If you ask me if I am feeling better I will say no, however my mom will say yes. She says “well you don’t have (insert symptom here) anymore,” and I respond with “Well now I have (insert new symptom here).” That is part of the vicious cycle of Lyme Disease. One thing goes away, but another takes its place. I may not have tremors every day, but I have chest pain. I was going to continue with symptoms that are gone and new ones that took its place, but I honestly can’t think of any. I have extreme fatigue, insomnia, eye pain, cognitive issues, chest pain, air hunger, muscle pain, numbness and tingling, headaches, hot flashes, flushing, extreme nausea, stomach pain, all around pain, trouble breathing, ear pain, sensitivity to light, and some more that I can’t think of right now (see cognitive issues). I have zero appetite but I have to eat with my medicines, but when I eat my stomach hurts more and I get even more nauseous-vicious cycle.
I feel horrible all of the time. 2016 has been rough but hopefully it can only go up from here.
This year has been hard, but it has taught me a lot. At the beginning of the semester my advisor asked “where do you see yourself in 5 years?” and that really stumped me. If you would have asked me 5 years ago where would I be in 10 years, I would have said “out of college, engaged, living in DC with a great job and a few dogs,” now my answer is “hopefully with a degree.” 2016 has made me come to terms with the fact that my life is not going to go as I had planned and I have to accept that. I have watched 432 episodes of many different TV shows on Netflix this year. I also taught myself to crochet- basically I’m a 90 year old arthritic grandmother. But this is how my life is now. It is not the life I want by any means, but it’s what I got. No one should have to settle for their life.

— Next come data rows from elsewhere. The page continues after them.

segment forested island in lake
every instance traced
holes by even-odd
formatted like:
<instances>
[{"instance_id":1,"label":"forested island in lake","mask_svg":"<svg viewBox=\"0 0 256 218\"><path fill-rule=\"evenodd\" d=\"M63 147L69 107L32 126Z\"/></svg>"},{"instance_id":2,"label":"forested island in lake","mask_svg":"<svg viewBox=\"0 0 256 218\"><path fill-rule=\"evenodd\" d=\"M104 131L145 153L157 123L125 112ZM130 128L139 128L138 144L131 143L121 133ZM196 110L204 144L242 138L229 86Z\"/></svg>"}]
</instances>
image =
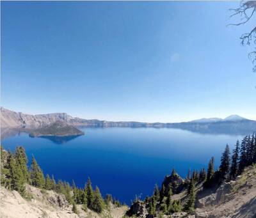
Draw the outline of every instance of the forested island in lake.
<instances>
[{"instance_id":1,"label":"forested island in lake","mask_svg":"<svg viewBox=\"0 0 256 218\"><path fill-rule=\"evenodd\" d=\"M108 121L74 118L67 113L30 115L1 107L1 128L29 132L31 135L80 135L74 127L131 127L174 128L195 132L244 135L256 129L256 121L232 115L225 119L203 118L181 123L145 123L135 121ZM56 121L56 123L53 125ZM61 123L62 121L62 123ZM66 123L66 124L64 124ZM58 125L59 124L59 125ZM59 127L65 125L62 128ZM58 127L60 126L60 127ZM53 131L52 131L53 130ZM3 131L4 133L4 130Z\"/></svg>"},{"instance_id":2,"label":"forested island in lake","mask_svg":"<svg viewBox=\"0 0 256 218\"><path fill-rule=\"evenodd\" d=\"M113 198L102 198L90 178L84 187L70 185L53 175L44 176L32 157L31 166L23 147L6 152L1 147L0 213L8 217L253 217L256 211L256 135L237 141L230 156L228 145L218 170L212 157L208 168L188 169L185 178L174 169L156 185L153 194L136 196L130 207ZM124 187L125 188L125 187ZM32 200L33 199L33 200ZM22 202L20 205L20 202Z\"/></svg>"}]
</instances>

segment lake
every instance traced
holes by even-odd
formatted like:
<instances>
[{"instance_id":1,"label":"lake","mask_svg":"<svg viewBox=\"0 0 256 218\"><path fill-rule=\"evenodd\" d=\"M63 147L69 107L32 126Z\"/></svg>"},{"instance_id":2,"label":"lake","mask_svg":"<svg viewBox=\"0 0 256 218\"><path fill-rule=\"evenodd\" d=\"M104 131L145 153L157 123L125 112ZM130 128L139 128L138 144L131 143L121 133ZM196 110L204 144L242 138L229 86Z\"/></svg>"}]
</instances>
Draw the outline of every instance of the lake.
<instances>
[{"instance_id":1,"label":"lake","mask_svg":"<svg viewBox=\"0 0 256 218\"><path fill-rule=\"evenodd\" d=\"M244 136L195 133L174 128L84 128L84 136L31 138L20 133L3 139L3 147L23 146L29 160L33 154L45 175L53 175L84 187L90 176L103 196L111 194L127 204L135 195L152 194L175 167L184 177L188 168L207 168L215 157L218 166L228 143L233 149Z\"/></svg>"}]
</instances>

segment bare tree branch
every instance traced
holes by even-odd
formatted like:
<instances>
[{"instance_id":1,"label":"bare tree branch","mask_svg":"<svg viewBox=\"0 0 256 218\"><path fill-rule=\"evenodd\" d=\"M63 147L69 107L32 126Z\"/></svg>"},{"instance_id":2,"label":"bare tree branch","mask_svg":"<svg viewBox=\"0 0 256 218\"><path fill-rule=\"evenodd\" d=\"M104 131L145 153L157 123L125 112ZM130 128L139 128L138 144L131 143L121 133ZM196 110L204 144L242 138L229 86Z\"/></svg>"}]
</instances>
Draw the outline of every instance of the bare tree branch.
<instances>
[{"instance_id":1,"label":"bare tree branch","mask_svg":"<svg viewBox=\"0 0 256 218\"><path fill-rule=\"evenodd\" d=\"M250 20L255 14L256 12L256 1L242 1L238 8L230 9L230 10L234 12L230 17L240 15L241 20L243 21L237 24L230 24L228 26L244 25ZM241 40L241 43L242 45L251 45L251 43L253 43L255 46L253 48L254 51L248 54L248 58L253 65L253 71L256 72L256 26L249 33L243 34L240 39Z\"/></svg>"}]
</instances>

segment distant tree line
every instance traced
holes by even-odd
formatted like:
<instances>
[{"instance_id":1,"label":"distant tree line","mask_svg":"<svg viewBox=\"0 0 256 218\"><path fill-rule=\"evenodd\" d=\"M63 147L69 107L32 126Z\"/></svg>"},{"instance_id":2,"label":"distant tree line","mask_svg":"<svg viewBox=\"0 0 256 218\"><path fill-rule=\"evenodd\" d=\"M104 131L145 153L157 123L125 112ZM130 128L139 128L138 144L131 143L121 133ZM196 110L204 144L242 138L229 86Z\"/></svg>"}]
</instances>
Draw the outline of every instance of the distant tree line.
<instances>
[{"instance_id":1,"label":"distant tree line","mask_svg":"<svg viewBox=\"0 0 256 218\"><path fill-rule=\"evenodd\" d=\"M214 159L212 157L208 164L207 171L204 168L199 171L193 170L191 173L189 169L183 185L186 187L187 195L186 202L182 205L180 200L173 199L173 191L171 183L168 187L162 184L159 190L156 185L153 195L147 197L144 201L146 208L150 215L153 217L158 214L171 215L174 212L187 212L189 214L195 212L196 186L202 184L204 189L218 187L223 182L229 182L241 174L244 169L248 166L256 164L256 134L247 136L243 138L241 143L237 141L235 148L230 156L230 148L226 145L222 153L221 163L218 170L214 171ZM171 177L177 175L173 169ZM138 201L134 200L134 203Z\"/></svg>"},{"instance_id":2,"label":"distant tree line","mask_svg":"<svg viewBox=\"0 0 256 218\"><path fill-rule=\"evenodd\" d=\"M10 190L15 190L22 196L30 199L26 191L26 184L29 184L43 190L52 190L65 196L68 203L72 205L72 210L77 213L77 204L83 205L83 210L90 208L97 213L101 213L104 208L108 208L111 204L116 206L122 205L118 200L113 199L110 194L103 199L97 186L93 190L90 178L84 189L72 185L67 182L58 180L47 174L44 176L42 170L36 162L34 156L30 167L28 167L28 160L25 150L22 146L16 148L14 153L6 152L1 146L1 185Z\"/></svg>"}]
</instances>

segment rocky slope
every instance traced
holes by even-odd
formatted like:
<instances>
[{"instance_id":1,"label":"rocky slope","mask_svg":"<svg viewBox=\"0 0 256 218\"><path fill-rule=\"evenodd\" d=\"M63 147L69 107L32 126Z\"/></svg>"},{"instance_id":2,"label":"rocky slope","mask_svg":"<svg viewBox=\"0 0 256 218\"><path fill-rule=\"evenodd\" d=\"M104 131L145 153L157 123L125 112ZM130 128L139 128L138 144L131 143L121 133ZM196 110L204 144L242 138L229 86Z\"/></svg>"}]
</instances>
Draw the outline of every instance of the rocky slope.
<instances>
[{"instance_id":1,"label":"rocky slope","mask_svg":"<svg viewBox=\"0 0 256 218\"><path fill-rule=\"evenodd\" d=\"M84 133L73 127L71 125L61 120L46 125L43 127L32 129L30 131L30 136L41 137L41 136L80 136Z\"/></svg>"},{"instance_id":2,"label":"rocky slope","mask_svg":"<svg viewBox=\"0 0 256 218\"><path fill-rule=\"evenodd\" d=\"M256 166L213 193L202 194L198 196L196 217L256 217Z\"/></svg>"},{"instance_id":3,"label":"rocky slope","mask_svg":"<svg viewBox=\"0 0 256 218\"><path fill-rule=\"evenodd\" d=\"M65 196L52 191L41 191L27 185L31 200L26 200L16 191L1 187L0 217L1 218L121 218L127 210L126 206L116 208L111 205L102 214L90 210L85 212L77 205L79 214L74 214L72 205Z\"/></svg>"},{"instance_id":4,"label":"rocky slope","mask_svg":"<svg viewBox=\"0 0 256 218\"><path fill-rule=\"evenodd\" d=\"M167 177L166 177L167 178ZM178 182L177 176L169 177L164 181ZM204 189L202 184L196 187L196 210L194 214L186 212L174 213L171 217L181 218L255 218L256 217L256 165L245 169L236 180L225 183L216 190ZM180 200L184 205L186 191L174 194L173 200ZM159 210L159 208L157 210ZM159 211L156 214L159 215ZM129 217L136 215L141 218L153 218L148 214L146 205L138 201L127 212ZM163 217L169 217L163 215Z\"/></svg>"},{"instance_id":5,"label":"rocky slope","mask_svg":"<svg viewBox=\"0 0 256 218\"><path fill-rule=\"evenodd\" d=\"M204 122L193 121L182 123L145 123L136 121L108 121L99 120L85 120L74 118L66 113L29 115L16 113L1 107L0 120L1 128L38 128L61 120L75 127L155 127L177 128L193 132L241 134L252 133L256 129L256 121L241 118L239 119L219 119L212 122L212 120ZM237 118L237 116L235 117ZM240 117L239 117L240 118Z\"/></svg>"}]
</instances>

I will be turning 19 in a few weeks, which means that next year will be my 5th year living with this disease. If I’m still sick this time next year, that means I only lived one year of my teens not suffering from this disease; that’s unacceptable. We need a cure. We need to be able to give people their lives back. We need to stop people from living in constant fear.
I’m afraid. I’m afraid that I will never get better. I’m afraid that people have forgotten/will forget about me. I’m afraid I will never be able to graduate college. I’m afraid that I will never get my dream life. I’m scared that my nephew will know me as his “sick aunt.” I’m afraid that I have missed out on so many great experiences of my adolescence and I will never be able to get them back. I’m afraid for my nephew to play outside because, god forbid, he gets bitten by a tick and suffer like this. I’m afraid to ever have children and pass this burden into them. But what I’m most afraid of is getting into remission and fearing the Lyme coming back at any moment.
No one should live this way. We must find a cure.